When a baby cries, his parents must guess at what’s troubling him. Is he hungry? Does he need his diaper changed? Does he need to be burped? Now, by outfitting your baby with Brain Buddy, Jr., you can instantly check your baby’s state and understand what is on his mind. Furthermore, software upgrades would become available as your child aged. When he reaches, for example, the often problematic middle school years, you would be able to monitor his emotional state for signs of anxiety or depression.
Brain Buddy Silver
As you age, it can be difficult to keep track of upcoming health problems. Brain Buddy Silver would be calibrated to track your body for signs of possible medical issues, catching problems before they became dire. It would also monitor your mental state, suggesting, e.g., memory games to keep you alert and boost your cognitive functioning.
Additional Issues
Team 7A agreed that they were interested in developing some of the proposed products. While fine-tuning the details of the different prototypes, they encountered several more problems that needed to be addressed by their hypothetical company. In order to be successful, Brain Buddy would have to find ways of:
• making the product ergonomic and aesthetically pleasing
• ensuring that the product met some minimum threshold of reliability, as a technological malfunction could be troublesome or even dangerous
• developing an efficient algorithm to retrieve, store, integrate, and secure neurological data
• keeping the device relatively affordable
• finding a practical way to power the device
• calibrating a single device to different brains and thinking styles
Furthermore, ethical questions continued to loom large. It was not difficult to imagine deeply troubling scenarios in which subversive groups reverse-engineered BCI technology to conduct cyber-neuronal warfare.

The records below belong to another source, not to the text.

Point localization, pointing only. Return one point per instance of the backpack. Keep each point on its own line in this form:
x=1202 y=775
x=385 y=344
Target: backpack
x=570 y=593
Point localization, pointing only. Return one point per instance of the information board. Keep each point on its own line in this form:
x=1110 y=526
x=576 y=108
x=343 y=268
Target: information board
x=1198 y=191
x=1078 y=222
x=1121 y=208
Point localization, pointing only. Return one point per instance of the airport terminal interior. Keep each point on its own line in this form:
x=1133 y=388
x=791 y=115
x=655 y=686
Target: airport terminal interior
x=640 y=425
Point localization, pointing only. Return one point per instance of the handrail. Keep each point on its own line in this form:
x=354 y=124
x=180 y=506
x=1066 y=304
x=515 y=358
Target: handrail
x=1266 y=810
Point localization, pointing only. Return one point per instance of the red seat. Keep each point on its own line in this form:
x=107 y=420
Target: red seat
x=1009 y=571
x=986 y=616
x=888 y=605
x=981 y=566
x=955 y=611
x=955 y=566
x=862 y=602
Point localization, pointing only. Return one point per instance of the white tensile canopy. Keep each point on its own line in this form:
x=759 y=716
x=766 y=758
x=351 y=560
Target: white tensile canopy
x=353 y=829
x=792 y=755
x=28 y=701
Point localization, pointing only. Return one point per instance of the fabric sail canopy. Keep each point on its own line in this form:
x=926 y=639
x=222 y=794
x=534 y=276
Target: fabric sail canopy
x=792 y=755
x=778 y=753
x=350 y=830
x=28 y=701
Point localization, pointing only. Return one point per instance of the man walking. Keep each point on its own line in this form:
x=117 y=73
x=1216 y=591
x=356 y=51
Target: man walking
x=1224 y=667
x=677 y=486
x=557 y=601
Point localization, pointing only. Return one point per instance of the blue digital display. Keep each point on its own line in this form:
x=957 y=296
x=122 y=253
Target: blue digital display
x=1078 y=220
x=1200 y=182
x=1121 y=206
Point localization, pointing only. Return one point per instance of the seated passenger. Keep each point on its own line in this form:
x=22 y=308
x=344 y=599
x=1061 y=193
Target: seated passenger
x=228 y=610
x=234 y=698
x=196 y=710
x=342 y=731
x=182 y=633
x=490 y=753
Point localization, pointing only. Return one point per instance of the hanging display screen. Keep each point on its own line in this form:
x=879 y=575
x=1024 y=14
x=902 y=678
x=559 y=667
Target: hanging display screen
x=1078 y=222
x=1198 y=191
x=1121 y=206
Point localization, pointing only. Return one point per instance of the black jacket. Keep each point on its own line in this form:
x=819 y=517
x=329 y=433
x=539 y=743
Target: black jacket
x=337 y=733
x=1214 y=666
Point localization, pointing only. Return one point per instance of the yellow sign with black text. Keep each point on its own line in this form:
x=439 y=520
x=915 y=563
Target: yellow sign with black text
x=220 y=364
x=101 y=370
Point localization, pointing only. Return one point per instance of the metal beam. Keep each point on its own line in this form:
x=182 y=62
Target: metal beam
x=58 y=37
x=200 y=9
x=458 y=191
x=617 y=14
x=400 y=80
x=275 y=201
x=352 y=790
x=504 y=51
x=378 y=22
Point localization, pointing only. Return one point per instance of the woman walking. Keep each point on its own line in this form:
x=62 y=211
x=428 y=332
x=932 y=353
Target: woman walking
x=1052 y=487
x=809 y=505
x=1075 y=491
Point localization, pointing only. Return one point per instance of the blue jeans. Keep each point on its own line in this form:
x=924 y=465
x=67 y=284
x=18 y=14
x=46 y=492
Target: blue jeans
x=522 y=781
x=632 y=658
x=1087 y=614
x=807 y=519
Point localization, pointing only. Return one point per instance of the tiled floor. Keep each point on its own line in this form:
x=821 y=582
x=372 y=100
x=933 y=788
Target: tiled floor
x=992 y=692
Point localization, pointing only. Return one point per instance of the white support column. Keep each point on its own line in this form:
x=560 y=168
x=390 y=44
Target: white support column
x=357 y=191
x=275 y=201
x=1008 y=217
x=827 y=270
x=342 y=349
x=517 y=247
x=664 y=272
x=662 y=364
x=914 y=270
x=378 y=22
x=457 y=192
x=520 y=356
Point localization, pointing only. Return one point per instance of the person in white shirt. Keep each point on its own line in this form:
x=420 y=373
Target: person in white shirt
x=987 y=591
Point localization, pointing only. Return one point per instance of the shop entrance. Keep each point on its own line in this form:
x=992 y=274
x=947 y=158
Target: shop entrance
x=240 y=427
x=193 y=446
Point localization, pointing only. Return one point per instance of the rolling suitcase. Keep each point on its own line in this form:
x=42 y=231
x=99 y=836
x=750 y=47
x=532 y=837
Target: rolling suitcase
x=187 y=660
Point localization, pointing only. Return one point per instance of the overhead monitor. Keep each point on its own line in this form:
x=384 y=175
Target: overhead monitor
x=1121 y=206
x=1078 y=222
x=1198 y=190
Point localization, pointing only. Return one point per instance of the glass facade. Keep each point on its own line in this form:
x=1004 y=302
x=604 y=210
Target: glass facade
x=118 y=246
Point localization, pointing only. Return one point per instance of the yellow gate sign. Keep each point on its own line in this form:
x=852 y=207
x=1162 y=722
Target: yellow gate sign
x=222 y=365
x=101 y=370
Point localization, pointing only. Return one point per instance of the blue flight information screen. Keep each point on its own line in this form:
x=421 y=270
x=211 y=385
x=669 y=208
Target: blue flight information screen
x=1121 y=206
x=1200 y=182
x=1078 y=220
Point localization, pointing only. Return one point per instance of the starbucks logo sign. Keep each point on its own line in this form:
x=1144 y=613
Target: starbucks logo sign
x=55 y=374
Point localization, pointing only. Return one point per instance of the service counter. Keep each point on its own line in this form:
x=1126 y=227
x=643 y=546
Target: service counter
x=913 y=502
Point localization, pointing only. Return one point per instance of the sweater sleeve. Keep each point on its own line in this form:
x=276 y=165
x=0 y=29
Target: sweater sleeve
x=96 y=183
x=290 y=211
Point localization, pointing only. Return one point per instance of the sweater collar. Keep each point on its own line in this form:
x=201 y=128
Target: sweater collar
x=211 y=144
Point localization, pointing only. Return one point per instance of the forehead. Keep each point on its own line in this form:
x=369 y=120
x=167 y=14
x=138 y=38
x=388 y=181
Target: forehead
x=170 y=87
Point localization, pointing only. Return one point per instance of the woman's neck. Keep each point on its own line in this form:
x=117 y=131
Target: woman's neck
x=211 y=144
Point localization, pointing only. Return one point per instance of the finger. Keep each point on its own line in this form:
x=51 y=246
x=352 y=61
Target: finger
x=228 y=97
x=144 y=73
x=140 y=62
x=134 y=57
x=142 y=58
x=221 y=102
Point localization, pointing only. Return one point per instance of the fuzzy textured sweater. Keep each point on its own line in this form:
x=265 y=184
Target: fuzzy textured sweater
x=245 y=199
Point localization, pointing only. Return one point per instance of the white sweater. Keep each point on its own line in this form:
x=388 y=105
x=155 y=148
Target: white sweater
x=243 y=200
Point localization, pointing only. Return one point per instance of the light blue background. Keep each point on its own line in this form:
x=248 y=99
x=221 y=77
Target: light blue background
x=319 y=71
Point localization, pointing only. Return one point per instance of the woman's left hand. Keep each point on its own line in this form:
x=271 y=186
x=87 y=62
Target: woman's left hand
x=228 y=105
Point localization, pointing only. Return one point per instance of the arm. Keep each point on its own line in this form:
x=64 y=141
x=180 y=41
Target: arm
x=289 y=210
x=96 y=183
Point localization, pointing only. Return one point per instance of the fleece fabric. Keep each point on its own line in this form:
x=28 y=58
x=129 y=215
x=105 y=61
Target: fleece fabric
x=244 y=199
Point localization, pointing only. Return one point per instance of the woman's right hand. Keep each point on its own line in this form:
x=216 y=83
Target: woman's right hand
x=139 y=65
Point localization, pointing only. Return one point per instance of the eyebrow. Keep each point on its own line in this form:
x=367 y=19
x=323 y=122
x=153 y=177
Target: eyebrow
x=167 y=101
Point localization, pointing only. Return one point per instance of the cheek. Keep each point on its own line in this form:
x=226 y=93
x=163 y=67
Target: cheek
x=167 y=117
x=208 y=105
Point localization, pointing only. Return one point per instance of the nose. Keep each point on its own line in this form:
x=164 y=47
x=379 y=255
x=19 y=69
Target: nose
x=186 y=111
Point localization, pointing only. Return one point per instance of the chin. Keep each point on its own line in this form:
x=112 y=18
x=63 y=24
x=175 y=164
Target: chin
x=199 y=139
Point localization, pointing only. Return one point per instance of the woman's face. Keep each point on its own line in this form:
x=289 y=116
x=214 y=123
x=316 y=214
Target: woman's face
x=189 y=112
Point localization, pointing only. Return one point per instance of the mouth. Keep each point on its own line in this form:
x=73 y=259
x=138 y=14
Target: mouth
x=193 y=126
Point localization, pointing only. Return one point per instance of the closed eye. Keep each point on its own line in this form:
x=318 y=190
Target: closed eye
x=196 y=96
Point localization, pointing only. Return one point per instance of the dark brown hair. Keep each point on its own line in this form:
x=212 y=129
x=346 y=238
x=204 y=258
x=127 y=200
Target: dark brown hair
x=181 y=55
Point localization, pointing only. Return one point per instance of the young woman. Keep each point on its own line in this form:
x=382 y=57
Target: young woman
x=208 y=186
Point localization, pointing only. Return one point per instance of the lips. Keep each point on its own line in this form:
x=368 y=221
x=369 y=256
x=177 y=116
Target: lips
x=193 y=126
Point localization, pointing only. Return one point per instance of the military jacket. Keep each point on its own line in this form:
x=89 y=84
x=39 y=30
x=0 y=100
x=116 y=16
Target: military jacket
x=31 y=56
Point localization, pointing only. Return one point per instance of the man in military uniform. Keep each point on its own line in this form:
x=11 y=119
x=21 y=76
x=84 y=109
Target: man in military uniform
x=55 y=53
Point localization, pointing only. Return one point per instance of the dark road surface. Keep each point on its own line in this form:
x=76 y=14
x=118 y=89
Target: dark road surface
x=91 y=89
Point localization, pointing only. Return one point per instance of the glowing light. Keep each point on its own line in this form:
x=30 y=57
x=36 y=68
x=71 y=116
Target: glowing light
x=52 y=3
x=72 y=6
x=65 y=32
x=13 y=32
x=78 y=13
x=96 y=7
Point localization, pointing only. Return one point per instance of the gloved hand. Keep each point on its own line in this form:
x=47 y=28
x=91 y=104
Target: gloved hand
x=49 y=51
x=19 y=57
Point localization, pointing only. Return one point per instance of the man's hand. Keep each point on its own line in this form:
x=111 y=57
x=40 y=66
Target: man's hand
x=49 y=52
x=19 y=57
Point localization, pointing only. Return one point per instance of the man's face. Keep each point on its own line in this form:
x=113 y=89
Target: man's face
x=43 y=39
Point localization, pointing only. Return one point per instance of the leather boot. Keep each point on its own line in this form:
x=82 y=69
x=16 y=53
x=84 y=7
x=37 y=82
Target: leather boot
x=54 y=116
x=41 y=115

Team 7A was also particularly concerned with the possible adverse health effects that could result from BCI use. For example, some users might become dependent on or addicted to their BCI; one member suggested that a lawsuit would result if one person took another somewhere out of range of wireless connection. Other users might develop “data-compulsive disorder,” becoming obsessed with the experience of lifelogging. Some could lose touch entirely with the real world.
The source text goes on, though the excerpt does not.